No es fácil ser niño en Guatemala ni ser padre. Las estadísticas de la muerte, la desnutrición y la falta de escolaridad resultan dolorosas comprobaciones de que el sistema social y político en Guatemala ha colapsado. Los padres pobres ven con aflicción las enfermedades de sus hijos, la carencia de medios para una infancia feliz, la falta de distracciones y juegos, la ausencia de seguridad social. UNICEF ha dado muchas alarmas sobre la infancia guatemalteca. Sobre todo la desnutrición que padecen los niños, siendo de las más altas de Latinoamérica. La Organización Internacional del Trabajo, ha referido que en el país laboran 800 mil menores de edad en malas condiciones. Las estadísticas anuncian las violaciones más extremas de los derechos del niño. Las humillaciones, la orfandad, la falta de escolaridad.

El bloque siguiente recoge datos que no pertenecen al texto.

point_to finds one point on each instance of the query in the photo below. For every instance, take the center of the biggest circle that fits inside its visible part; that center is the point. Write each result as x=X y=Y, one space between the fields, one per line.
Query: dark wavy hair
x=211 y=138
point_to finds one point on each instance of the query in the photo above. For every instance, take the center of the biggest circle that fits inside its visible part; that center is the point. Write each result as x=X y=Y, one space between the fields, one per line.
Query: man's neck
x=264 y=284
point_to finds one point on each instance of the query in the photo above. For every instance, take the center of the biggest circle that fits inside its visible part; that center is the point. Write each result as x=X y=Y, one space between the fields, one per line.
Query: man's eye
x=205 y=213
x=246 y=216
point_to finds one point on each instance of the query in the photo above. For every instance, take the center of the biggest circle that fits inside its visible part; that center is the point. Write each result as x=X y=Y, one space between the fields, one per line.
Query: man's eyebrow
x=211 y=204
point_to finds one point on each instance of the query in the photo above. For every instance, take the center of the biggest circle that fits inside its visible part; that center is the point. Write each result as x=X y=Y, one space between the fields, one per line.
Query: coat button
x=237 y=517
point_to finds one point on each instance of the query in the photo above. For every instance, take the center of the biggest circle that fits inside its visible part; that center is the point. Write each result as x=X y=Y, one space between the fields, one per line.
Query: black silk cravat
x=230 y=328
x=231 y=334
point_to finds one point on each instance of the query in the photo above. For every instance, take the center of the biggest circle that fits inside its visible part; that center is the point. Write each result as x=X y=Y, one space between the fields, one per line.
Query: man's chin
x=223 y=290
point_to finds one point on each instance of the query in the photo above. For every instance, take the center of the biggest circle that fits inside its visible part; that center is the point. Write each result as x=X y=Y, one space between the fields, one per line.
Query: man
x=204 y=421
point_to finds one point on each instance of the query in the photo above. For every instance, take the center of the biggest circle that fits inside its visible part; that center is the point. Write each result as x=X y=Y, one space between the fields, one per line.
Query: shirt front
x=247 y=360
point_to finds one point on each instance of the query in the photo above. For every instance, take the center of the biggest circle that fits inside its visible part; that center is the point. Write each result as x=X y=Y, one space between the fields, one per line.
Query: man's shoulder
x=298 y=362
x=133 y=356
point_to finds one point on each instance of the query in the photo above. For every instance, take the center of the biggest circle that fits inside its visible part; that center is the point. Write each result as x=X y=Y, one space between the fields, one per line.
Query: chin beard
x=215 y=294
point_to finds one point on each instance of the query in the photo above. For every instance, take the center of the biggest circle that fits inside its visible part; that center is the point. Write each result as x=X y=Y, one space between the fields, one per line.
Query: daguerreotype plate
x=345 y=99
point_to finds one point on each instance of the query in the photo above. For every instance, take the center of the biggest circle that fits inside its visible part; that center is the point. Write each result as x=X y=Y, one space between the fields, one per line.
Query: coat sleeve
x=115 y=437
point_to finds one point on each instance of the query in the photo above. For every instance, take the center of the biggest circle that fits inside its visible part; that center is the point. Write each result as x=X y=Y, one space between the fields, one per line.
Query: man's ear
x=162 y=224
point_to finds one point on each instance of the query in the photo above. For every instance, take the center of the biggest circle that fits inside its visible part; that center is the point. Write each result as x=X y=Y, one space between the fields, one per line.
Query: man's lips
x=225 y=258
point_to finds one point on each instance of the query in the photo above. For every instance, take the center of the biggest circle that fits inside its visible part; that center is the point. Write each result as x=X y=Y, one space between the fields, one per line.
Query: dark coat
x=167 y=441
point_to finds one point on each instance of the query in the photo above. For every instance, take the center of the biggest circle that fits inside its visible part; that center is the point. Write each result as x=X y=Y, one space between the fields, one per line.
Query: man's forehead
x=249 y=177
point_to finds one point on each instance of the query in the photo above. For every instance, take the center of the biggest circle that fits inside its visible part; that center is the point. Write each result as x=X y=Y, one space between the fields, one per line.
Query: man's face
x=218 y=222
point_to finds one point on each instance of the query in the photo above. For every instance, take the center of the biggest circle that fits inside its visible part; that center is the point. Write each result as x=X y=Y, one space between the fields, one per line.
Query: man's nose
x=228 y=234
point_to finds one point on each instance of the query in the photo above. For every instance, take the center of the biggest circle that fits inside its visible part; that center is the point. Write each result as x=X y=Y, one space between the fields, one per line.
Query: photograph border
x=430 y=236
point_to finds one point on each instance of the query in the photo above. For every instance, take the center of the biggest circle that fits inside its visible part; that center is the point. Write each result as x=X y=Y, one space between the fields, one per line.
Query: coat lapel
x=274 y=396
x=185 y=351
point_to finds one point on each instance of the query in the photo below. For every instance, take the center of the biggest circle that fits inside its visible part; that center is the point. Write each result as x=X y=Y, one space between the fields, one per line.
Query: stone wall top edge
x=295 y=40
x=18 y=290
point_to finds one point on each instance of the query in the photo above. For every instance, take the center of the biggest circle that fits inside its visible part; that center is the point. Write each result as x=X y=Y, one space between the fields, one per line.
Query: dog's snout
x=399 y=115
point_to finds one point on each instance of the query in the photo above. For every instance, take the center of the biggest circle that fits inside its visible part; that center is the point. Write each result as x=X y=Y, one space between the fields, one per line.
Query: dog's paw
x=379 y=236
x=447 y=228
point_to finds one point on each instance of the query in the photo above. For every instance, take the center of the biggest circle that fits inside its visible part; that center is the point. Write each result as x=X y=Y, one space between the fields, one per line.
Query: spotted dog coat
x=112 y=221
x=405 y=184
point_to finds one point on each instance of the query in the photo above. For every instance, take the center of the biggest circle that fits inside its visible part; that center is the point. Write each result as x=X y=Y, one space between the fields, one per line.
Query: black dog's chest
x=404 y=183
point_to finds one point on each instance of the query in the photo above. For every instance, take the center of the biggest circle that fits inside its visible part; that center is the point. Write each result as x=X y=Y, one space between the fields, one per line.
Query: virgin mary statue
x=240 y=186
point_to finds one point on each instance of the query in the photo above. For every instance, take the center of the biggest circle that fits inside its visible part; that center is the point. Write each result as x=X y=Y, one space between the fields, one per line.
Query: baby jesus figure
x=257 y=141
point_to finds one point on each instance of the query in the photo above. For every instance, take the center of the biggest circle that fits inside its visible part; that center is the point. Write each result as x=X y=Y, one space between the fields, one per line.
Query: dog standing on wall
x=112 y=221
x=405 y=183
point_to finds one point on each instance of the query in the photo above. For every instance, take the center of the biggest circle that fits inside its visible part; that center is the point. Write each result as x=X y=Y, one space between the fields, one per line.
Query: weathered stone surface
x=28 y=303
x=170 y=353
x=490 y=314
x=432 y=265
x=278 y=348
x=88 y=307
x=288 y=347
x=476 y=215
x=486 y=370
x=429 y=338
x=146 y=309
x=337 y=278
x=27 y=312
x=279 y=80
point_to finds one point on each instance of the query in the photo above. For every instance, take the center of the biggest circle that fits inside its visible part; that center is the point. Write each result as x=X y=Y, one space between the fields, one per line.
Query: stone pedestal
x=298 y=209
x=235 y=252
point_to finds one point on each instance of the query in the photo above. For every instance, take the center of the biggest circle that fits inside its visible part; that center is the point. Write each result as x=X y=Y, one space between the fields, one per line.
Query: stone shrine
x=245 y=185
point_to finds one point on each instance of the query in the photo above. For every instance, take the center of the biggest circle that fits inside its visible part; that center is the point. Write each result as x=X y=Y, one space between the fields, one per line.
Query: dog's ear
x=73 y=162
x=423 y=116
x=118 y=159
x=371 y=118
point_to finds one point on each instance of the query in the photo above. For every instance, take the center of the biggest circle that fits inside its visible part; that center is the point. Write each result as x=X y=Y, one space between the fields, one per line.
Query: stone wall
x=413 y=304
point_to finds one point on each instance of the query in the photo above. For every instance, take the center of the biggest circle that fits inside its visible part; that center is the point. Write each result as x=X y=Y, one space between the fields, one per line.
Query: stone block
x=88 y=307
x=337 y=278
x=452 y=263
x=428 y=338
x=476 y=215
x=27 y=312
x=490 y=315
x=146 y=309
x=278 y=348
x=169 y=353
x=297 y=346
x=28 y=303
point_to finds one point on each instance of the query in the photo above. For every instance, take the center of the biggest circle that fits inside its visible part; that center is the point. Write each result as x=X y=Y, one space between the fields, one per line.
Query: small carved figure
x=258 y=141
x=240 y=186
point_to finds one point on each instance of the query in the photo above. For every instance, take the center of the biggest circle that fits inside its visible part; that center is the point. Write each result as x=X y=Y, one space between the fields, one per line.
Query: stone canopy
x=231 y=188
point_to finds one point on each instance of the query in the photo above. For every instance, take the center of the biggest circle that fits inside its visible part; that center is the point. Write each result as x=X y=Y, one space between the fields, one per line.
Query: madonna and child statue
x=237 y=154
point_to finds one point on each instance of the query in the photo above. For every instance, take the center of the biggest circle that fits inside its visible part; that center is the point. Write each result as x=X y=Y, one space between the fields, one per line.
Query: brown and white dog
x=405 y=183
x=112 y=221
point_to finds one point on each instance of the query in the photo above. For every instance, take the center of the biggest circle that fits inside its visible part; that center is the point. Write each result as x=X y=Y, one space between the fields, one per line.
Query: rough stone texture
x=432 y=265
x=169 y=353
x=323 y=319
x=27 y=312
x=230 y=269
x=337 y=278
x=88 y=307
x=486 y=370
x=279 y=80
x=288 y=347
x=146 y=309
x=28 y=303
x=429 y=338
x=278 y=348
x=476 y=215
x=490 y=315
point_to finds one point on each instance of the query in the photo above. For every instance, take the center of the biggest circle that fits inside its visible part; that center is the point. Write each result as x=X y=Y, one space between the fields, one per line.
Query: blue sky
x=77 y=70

Está clarísimo que la corrupción estructural no solo hace ricas a las mafias políticas sino empobrece más a los pobres, debido a la mala calidad del gasto público. La corrupción estructural del Estado es un crimen también contra los niños. La corrupción resulta un delito imperdonable en un país pobre.

Por otra parte, un hecho que no puede pasar desapercibido es el nacimiento del primer niño del año 2020 en el municipio de Comitancillo, San Marcos. Lo escalofriante de este nacimiento es que la madre fue una niña de 12 años. Se reportan en todo el departamento de San Marcos 7 mil 158 alumbramientos de madres menores de 18 años. Niñas pariendo niños. ¿Quiénes serán los padres? Seguramente hombres adultos.

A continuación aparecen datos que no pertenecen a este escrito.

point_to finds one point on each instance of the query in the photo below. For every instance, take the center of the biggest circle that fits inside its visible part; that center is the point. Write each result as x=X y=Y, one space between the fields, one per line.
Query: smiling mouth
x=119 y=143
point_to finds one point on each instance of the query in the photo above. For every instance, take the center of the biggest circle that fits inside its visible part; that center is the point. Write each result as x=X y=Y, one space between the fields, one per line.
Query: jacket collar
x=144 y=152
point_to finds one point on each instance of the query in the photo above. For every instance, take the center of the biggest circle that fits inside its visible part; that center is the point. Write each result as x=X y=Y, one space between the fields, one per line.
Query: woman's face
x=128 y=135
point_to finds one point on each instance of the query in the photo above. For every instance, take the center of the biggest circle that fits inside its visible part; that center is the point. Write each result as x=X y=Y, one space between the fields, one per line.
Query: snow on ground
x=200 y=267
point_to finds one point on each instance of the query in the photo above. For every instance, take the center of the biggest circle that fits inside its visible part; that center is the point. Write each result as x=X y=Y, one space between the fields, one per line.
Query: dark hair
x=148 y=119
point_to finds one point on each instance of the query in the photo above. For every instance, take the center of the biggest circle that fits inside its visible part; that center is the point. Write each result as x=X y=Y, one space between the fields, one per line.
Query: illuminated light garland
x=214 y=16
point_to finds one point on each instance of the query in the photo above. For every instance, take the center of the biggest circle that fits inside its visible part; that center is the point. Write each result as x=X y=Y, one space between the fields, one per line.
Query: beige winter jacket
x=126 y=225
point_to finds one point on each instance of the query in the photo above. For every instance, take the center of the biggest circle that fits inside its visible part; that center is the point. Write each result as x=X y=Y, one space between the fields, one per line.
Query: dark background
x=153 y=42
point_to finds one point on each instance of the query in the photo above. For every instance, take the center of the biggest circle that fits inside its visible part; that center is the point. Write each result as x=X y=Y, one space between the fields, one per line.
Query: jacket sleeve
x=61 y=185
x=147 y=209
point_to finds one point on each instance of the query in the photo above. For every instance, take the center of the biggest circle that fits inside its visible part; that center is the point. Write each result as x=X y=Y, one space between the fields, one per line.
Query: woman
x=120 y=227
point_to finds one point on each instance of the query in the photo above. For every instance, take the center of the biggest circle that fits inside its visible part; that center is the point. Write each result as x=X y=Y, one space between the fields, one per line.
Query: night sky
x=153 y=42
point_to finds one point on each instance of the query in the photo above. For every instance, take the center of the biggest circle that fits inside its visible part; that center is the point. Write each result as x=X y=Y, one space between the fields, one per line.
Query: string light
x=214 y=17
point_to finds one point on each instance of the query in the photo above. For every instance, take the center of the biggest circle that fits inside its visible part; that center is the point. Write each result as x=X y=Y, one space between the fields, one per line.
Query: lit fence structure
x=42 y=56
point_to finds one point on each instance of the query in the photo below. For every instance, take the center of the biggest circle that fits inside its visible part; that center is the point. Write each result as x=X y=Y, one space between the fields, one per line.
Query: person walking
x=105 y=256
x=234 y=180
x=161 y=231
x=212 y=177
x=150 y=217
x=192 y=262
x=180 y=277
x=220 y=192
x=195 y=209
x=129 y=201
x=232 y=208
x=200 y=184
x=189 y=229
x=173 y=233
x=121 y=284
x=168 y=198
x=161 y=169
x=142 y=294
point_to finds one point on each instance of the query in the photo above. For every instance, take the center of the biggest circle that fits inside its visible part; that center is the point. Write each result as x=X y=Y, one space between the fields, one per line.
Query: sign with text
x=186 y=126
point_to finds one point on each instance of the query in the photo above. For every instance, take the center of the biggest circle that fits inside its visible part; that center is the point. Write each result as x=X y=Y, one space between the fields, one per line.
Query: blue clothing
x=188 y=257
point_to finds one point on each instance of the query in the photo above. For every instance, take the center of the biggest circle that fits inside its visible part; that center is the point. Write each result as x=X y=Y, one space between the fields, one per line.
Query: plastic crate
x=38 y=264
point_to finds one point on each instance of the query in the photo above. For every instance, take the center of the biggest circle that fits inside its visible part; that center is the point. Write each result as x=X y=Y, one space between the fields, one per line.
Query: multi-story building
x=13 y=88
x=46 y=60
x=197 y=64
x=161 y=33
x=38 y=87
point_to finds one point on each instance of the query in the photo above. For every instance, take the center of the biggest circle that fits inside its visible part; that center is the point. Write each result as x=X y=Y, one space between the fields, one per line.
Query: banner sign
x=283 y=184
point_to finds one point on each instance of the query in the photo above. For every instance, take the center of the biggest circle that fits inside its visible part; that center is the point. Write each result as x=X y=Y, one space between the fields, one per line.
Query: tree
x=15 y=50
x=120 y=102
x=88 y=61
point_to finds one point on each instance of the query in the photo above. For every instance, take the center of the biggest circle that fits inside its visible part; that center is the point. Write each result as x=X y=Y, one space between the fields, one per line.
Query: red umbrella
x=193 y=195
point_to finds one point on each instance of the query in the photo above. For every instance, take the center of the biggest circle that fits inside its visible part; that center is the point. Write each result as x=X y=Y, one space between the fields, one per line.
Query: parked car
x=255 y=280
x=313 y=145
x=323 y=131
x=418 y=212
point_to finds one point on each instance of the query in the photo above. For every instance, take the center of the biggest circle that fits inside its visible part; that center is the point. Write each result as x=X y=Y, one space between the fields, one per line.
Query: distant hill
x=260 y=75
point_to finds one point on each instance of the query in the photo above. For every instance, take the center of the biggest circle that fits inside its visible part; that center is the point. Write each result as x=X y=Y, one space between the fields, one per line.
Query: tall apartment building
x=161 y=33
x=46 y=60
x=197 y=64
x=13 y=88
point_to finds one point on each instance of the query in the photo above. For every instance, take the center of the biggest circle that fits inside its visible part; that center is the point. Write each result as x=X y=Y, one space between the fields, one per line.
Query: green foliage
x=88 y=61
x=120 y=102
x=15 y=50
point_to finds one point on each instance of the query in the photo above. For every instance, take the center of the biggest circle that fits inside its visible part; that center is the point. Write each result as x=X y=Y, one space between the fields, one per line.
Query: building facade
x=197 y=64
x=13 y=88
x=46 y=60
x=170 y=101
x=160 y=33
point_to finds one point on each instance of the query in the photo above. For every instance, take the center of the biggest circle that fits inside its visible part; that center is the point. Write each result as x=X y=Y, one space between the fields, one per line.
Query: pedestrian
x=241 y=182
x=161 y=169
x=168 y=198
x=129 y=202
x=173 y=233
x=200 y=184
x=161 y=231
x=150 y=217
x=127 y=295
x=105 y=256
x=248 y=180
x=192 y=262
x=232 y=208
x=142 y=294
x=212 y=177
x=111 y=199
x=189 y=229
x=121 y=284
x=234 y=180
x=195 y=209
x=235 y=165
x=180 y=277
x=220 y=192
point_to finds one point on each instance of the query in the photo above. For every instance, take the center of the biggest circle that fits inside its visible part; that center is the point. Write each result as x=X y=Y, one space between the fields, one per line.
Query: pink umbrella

Un país que no apuesta por la infancia y la mantiene en condiciones flagrantes de precariedad social, escolar y sanitaria no puede llegar al desarrollo. No se llega pasando por encima de miles de infantes que ven sus vidas frustradas, acabadas, maltratadas. La infancia guatemalteca es explotada y se le induce, directa o indirectamente, a la criminalidad. El infanticidio prolifera entre la pobreza y la ignorancia. Y las drogas, la prostitución, el abandono y la violencia. ¿Qué puede esperarse del futuro, si no se cambian las estructuras del infanticidio estructural? Se roban niños. Se venden niños. Se asesinan niños. Se exportan niños, se envían a los coyotes en Tijuana, solos e indefensos. ¿Cuántos vivirán una vida plena, llena de realizaciones y felicidad?

Hay una relación de causalidad entre la migración y la falta de desarrollo. Una nación democrática es aquella que garantiza a sus habitantes un buen nivel de vida, con un sentimiento de pertenencia y cohesión social. Nadie debería emigrar a causa de la falta de condiciones y oportunidades.

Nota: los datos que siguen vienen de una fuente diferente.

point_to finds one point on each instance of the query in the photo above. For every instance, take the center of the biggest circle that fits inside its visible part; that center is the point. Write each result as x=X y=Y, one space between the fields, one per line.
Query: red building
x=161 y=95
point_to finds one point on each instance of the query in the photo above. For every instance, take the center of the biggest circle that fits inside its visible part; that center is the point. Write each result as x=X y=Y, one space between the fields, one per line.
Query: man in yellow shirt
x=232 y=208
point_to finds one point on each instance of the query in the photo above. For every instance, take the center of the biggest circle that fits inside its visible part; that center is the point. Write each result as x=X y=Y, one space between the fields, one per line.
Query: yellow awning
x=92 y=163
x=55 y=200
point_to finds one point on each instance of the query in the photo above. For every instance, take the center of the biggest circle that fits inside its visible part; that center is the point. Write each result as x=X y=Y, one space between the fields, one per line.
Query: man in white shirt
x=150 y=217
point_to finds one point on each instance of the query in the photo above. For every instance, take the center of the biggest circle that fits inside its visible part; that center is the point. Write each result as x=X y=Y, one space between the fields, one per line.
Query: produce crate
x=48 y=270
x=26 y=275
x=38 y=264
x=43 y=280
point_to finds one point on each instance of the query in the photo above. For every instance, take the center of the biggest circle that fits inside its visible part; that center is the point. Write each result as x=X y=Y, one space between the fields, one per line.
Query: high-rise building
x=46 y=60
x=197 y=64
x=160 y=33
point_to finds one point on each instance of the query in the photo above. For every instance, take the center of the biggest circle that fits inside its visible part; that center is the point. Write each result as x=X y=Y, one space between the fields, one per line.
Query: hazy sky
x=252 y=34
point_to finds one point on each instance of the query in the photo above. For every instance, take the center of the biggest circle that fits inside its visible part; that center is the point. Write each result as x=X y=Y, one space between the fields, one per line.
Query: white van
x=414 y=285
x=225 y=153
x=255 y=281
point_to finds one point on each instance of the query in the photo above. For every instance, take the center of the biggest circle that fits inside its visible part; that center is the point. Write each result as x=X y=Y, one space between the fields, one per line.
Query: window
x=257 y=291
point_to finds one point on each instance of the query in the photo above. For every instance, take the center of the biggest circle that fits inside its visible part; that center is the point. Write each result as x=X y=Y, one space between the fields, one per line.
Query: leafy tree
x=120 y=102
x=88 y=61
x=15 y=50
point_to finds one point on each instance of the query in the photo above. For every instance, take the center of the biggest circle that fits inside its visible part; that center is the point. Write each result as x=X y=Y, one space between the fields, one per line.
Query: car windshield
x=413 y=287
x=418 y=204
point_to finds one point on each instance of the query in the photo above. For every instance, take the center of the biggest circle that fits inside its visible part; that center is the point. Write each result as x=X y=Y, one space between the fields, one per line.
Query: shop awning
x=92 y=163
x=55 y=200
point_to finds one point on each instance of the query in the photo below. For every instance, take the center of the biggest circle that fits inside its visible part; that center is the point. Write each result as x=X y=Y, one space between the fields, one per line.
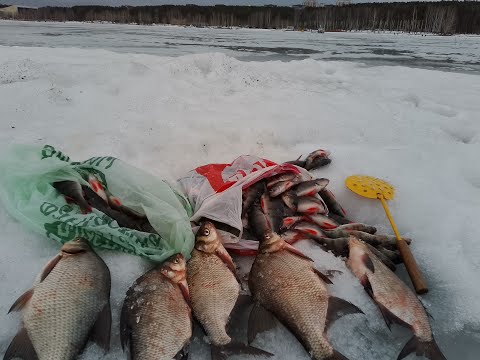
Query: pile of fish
x=96 y=196
x=297 y=207
x=69 y=303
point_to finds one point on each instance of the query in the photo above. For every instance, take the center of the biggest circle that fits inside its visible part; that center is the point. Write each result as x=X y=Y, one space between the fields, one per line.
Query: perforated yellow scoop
x=373 y=188
x=370 y=187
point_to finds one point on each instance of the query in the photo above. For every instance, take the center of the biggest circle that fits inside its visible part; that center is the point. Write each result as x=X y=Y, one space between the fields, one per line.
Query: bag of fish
x=253 y=196
x=104 y=200
x=215 y=190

Situaciones como la que se dio el poblado de Clint en el Paso Texas deben cesar, no debieran existir. Los niños migrantes y sus padres no han cometido ningún delito, solo tuvieron el proyecto de mejorar su vida y la de sus familiares. Considerables veces lo arriesgaron todo y no pocas terminaron perdiéndolo todo, incluso la vida. De ahí que tengan sentido para Guatemala dos palabras que hay en los títulos de los libros de las novelistas mexicanas Luiselli y Clement citadas al principio: niños “perdidos” en un presente cruel y adverso a los cuales se les ha “robado” el futuro.